Runtime budget control and tool-call reliability for AI agents
Hard spend caps · Real LLM cost tracking · Tool validation · Response verification · Shared multi-agent budgets · Tracing and tests
pip install awesome-agentguard
Quick Start
Start with the two things teams actually need in production: keep runs inside budget and make tool calls trustworthy.
import os
from openai import OpenAI
from agentguard import TokenBudget, guard
from agentguard.integrations import guard_openai_client
# 1. Put a hard cap on model spend
budget = TokenBudget(max_cost_per_session=5.00, max_calls_per_session=100)
client = guard_openai_client(
OpenAI(api_key=os.getenv("OPENAI_API_KEY")),
budget=budget,
)
# 2. Guard the tools your agent depends on
@guard(validate_input=True, verify_response=True, max_retries=2)
def search_web(query: str) -> dict:
return requests.get(f"https://api.search.com?q={query}").json()
Use @guard with no arguments for basic wrapping, then layer in budgets and response profiles as your agent gets more expensive or more critical.
Installation
Install agentguard from PyPI:
pip install awesome-agentguard
Optional Dependencies
pip install awesome-agentguard[all] # OpenAI + Anthropic + LangChain integrations
pip install awesome-agentguard[costs] # LiteLLM-backed real LLM cost tracking
pip install awesome-agentguard[rich] # Rich terminal output
Requirements: Python 3.10+ · Only core dependency: pydantic>=2.0.
Want the full technical documentation, API reference, and deeper guides? Visit the detailed docs at rigvedrs.github.io/agentguard/.
Features
Why This Shape
agentguard is pitched around two problems teams feel first in production: runaway spend and untrustworthy tool execution. The verification engine is a big part of the second problem, and it is backed by a substantial research base.
- Latency-as-proof — What it is: use runtime as a sanity check (a real network/database call can’t consistently finish in ~0–2ms). Why: catches “tool-result hallucinations” early when a tool claims it ran but the timing makes that basically impossible.
- Log-odds Bayesian fusion — What it is: convert each weak signal (latency, schema validity, past accuracy, etc.) into a log-likelihood ratio, then add them up. Why: combining evidence becomes stable and interpretable (each signal contributes a clear “push” toward trust or distrust).
- Western Electric SPC rules — What it is: classic Statistical Process Control heuristics (a small set of rules) for spotting when a metric’s behavior shifts. Why: detects regressions like “this tool suddenly got flaky” without needing a perfect model of the tool.
- Cross-session consistency — What it is: compare today’s tool outputs to historical outputs for the same tool + args pattern. Why: flags surprising deviations (often a bug, stale data, or fabrication) when the “same question” starts returning incompatible answers.
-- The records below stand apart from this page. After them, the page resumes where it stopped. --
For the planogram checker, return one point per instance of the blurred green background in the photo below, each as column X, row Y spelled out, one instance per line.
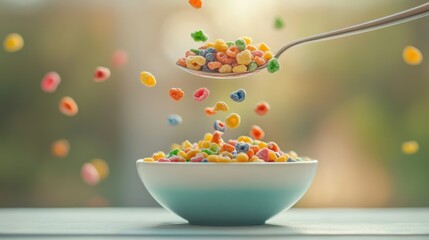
column 350, row 102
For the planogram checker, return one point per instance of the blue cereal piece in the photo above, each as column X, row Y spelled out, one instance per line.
column 242, row 147
column 238, row 96
column 174, row 119
column 219, row 126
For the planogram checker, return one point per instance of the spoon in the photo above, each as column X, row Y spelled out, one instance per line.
column 397, row 18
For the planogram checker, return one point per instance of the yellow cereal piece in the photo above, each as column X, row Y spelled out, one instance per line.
column 245, row 139
column 248, row 40
column 268, row 55
column 186, row 144
column 233, row 120
column 158, row 155
column 221, row 106
column 174, row 146
column 13, row 42
column 212, row 158
column 282, row 159
column 242, row 157
column 410, row 147
column 226, row 68
column 264, row 47
column 210, row 44
column 101, row 167
column 412, row 55
column 220, row 45
column 148, row 160
column 244, row 57
column 147, row 79
column 272, row 156
column 239, row 68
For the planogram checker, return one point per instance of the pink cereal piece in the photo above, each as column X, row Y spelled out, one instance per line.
column 258, row 53
column 90, row 174
column 189, row 53
column 101, row 74
column 163, row 160
column 201, row 94
column 119, row 58
column 50, row 82
column 214, row 65
column 197, row 158
column 182, row 62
- Adaptive thresholds — What it is: update decision thresholds over time with an Exponential Moving Average (EMA) from real feedback. Why: reduces false alarms and improves detection as your environment changes (new infra, new data, new models).
Framework Support
Works with every major AI framework and provider out of the box, while keeping one consistent runtime layer for both budget control and tool-call safety.
agentguard also supports real response-based LLM cost tracking for OpenAI, Anthropic, and OpenAI-compatible providers via optional LiteLLM-backed pricing.